The only weakness in the handling formula is the Diavel doesn’t manage mid-corner wallows well. The firm short travel suspension can cause the bike to buck a bit. Until you add gas, which seems the Diavel solution to everything.
From a fuel consumption perspective the Diavel is corrupting. Our efforts upped the average consumption to 7.8L/100KM (30MPG). To burn through the 17 litre tank faster you’d need a blow-torch, which wouldn’t be near as fun. While there’s an idiot light on the dash that lights with 2 litres left, the lack of a fuel gauge on the bar-mounted LCD gauges or on the second full-colour tank-top display is a critical flaw.
Then there’s the ergonomics.
At 6’2” to emulate the seating position, go into the fetal position with your arms outstretched in front of you. With a low 770mm (30.3in) seat height, make sure your legs are nicely cramped. Now balance on your tailbone on a bar stool. Finally, hold this position, unprotected in a 220kph gale force wind. Kevin, at 5’10” found the Diavel more comfortable, with the curved seat keeping you from sliding off under heavy acceleration. The low seat height too, is much kinder to those short on inseam.

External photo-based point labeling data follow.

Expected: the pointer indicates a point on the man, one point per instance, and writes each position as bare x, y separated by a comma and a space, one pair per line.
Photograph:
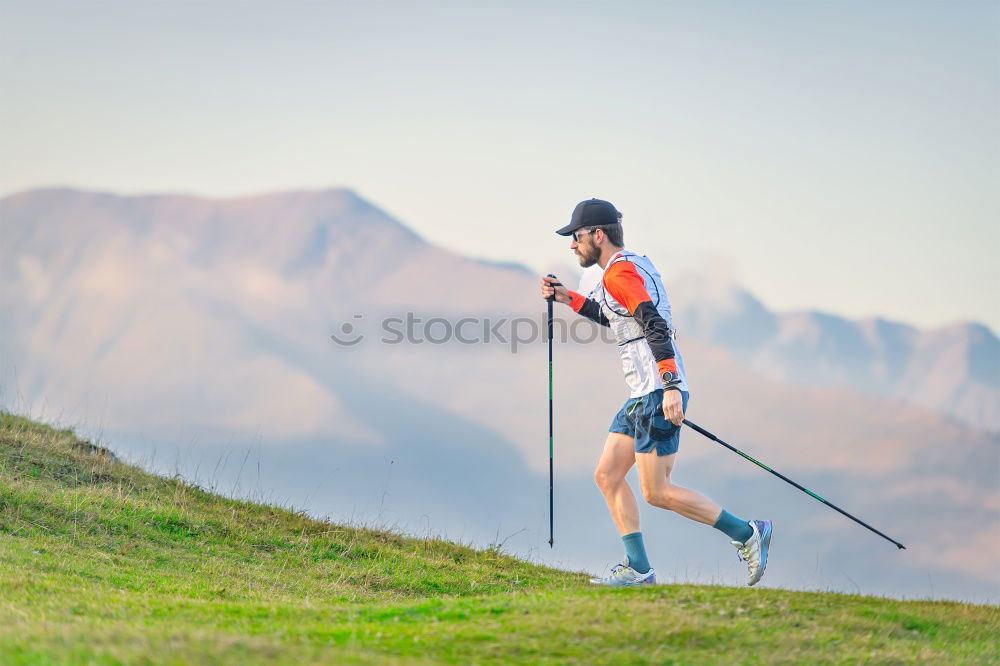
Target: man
631, 300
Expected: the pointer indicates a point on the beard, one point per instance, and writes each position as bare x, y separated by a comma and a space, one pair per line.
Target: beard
588, 255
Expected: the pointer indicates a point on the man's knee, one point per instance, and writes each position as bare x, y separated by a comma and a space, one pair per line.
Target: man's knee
605, 479
662, 496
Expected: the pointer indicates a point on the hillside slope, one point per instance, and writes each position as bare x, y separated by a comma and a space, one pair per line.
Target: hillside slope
102, 563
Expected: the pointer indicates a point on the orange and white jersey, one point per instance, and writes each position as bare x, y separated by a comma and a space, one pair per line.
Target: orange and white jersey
631, 300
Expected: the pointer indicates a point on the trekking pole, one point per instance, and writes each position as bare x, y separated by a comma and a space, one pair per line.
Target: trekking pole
786, 479
550, 300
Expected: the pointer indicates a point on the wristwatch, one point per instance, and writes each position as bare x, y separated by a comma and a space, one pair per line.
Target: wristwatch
671, 381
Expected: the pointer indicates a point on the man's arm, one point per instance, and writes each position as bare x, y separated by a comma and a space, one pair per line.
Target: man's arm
587, 307
623, 281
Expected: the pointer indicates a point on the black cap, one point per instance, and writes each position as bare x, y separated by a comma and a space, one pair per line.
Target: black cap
591, 213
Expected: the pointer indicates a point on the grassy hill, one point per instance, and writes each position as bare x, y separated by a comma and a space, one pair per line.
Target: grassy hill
103, 563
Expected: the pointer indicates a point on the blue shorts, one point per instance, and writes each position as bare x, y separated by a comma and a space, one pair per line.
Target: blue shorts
642, 419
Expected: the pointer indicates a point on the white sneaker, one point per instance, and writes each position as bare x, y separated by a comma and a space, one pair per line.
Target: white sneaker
623, 575
754, 551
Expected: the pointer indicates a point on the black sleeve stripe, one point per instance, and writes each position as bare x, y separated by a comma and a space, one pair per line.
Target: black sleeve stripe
591, 309
656, 330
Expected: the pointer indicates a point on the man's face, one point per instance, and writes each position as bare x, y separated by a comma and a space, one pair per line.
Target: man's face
585, 248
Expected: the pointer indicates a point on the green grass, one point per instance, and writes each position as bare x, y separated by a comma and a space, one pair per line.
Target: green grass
103, 563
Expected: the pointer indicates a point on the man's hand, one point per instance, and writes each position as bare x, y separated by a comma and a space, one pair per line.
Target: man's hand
673, 408
562, 295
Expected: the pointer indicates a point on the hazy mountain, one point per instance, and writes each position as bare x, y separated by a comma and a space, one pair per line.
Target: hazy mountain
199, 330
955, 369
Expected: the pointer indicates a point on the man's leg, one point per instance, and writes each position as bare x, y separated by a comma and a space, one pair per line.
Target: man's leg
616, 460
654, 479
752, 539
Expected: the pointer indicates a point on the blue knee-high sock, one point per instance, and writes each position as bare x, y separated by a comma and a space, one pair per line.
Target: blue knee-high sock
636, 552
736, 529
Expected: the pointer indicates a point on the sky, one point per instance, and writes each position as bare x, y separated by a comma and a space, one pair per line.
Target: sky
834, 156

The ergonomics though are true to the Ducati brand experience. There is still no place for size 12 right foot to seat properly on a peg. The seating position feels like the 1198’s, but simply rotated upright so there’s no weight on your wrists. It’s as familiar as the unalloyed joy of listening to the 90-degree L-Twin spool up and deploy 162hp to the rear wheel through the slick and precise six-speed manual.

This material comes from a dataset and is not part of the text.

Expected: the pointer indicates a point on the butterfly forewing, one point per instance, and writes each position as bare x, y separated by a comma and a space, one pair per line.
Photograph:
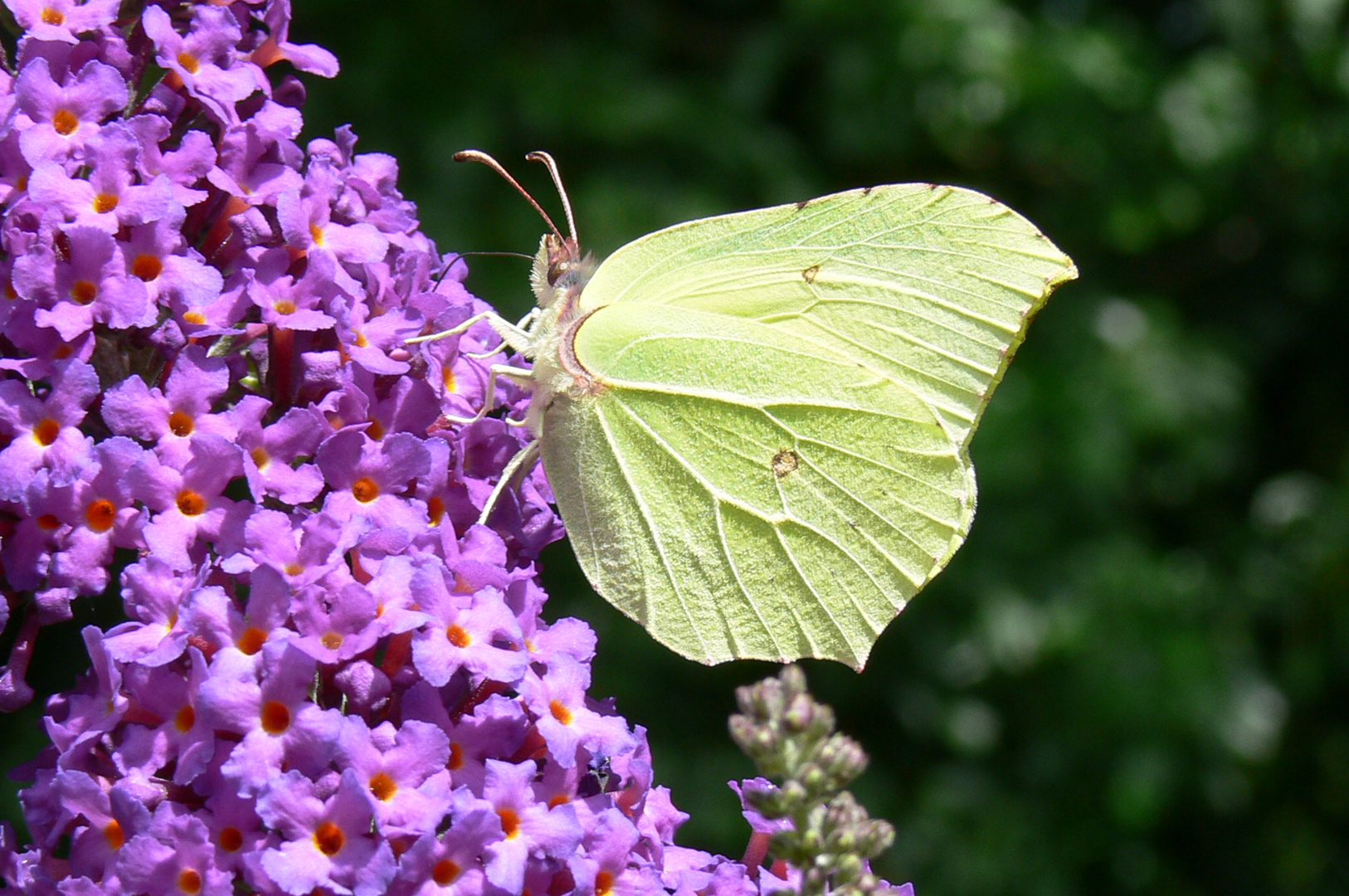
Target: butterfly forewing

If there’s one thing the Diavel isn’t adept at, it’s cruising. At speed limit, even in urban mode, it strains underneath you like a pitbull in a bag. In traffic, that smell is your inner-calf slowcooking on the header pipes. On rough road, the ride is jiggly, the suspension harsh and the seating position conveys each road imperfection directly to the base of your spine. You, may be surprised to note in the cornering shots that the Diavel has rear suspension. Worse for the cruiser demographic, there’s no realistic way of adding a living-room window size screen, ineffective leather saddle bags or streamers of tassels without looking like a dork. Though these staggering impracticalities may be brand insurance on Ducati’s part.

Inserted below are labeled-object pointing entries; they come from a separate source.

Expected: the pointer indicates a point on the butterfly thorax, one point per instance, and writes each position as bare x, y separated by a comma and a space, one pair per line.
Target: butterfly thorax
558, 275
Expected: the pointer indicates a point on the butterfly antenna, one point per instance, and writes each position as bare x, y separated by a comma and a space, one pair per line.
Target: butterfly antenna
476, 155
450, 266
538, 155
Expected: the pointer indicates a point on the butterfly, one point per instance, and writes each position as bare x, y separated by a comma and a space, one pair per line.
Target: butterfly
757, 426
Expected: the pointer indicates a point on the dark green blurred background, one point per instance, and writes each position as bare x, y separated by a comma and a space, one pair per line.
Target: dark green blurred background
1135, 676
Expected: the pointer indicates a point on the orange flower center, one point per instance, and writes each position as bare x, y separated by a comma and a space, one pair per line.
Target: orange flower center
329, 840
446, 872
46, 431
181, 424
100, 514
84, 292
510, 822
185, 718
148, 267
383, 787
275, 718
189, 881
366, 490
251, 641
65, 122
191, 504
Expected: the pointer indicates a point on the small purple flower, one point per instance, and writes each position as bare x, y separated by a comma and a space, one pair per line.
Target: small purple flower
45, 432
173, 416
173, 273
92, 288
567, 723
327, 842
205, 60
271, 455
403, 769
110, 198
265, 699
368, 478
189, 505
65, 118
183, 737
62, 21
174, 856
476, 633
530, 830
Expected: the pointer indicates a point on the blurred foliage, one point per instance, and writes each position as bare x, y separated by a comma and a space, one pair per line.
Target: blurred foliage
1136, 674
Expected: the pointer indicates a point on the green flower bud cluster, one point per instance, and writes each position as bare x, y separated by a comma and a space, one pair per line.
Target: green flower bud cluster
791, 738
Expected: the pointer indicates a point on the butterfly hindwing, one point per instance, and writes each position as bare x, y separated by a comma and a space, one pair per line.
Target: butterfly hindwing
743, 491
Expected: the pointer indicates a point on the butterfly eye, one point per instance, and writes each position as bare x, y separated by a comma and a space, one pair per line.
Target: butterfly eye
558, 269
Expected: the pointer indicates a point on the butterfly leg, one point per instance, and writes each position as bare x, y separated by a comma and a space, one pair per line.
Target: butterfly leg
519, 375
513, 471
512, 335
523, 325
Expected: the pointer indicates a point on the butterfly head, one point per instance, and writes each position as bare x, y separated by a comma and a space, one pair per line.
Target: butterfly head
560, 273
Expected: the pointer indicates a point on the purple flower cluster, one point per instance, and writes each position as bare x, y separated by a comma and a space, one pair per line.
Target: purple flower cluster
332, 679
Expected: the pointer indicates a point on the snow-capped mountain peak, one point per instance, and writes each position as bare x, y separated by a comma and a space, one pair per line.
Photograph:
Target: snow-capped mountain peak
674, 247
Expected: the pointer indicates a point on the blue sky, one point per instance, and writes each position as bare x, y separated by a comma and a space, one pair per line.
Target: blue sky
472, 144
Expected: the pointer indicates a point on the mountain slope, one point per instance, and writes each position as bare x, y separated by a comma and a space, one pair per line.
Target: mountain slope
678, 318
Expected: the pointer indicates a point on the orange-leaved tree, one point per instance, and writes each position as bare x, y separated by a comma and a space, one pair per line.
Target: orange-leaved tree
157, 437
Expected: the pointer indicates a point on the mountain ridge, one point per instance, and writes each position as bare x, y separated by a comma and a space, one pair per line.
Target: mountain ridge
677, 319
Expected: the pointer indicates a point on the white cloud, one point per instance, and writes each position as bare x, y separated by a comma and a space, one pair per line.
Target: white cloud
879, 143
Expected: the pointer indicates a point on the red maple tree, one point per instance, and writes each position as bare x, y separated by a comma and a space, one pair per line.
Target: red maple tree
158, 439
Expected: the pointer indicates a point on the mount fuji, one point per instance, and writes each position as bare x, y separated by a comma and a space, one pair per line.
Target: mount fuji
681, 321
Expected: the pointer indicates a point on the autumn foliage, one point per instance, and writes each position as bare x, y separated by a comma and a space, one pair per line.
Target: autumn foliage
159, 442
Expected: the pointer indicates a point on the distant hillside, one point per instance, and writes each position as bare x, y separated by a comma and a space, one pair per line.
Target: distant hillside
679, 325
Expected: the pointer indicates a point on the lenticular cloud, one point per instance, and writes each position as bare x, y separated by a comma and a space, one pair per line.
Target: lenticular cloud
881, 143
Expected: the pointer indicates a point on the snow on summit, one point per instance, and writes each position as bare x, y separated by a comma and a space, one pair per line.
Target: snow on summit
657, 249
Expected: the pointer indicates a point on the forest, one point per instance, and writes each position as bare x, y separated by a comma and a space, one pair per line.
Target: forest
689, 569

The crowning achievement to the Diavel is that riding it makes you feel like a total badass. Quite a feat considering Clark Kent would consider me “a bit uncool”. More importantly as you rumble through town, the exhaust snapping and cracking threats at traffic, you know it’s not a ruse. The Diavel, named after the Father of Lies, speaks its true nature.
Other’s have dissected the Ducati Diavel’s “market position” endlessly; is it a cruiser, muscle bike, naked? A “cruiser missile” targeting in-the-box motorcycling pre-conception? When a bike is as free-basingly fun and as outright badass as the Ducati Diavel; who f**king cares?
The Diavel is raucous edgy Sundays of illegality and mad blasts, that make your skin tingle and raw nerves sing. And, if you happen to pass by a church, crack the throttle. The pews should know the Devil has come to town.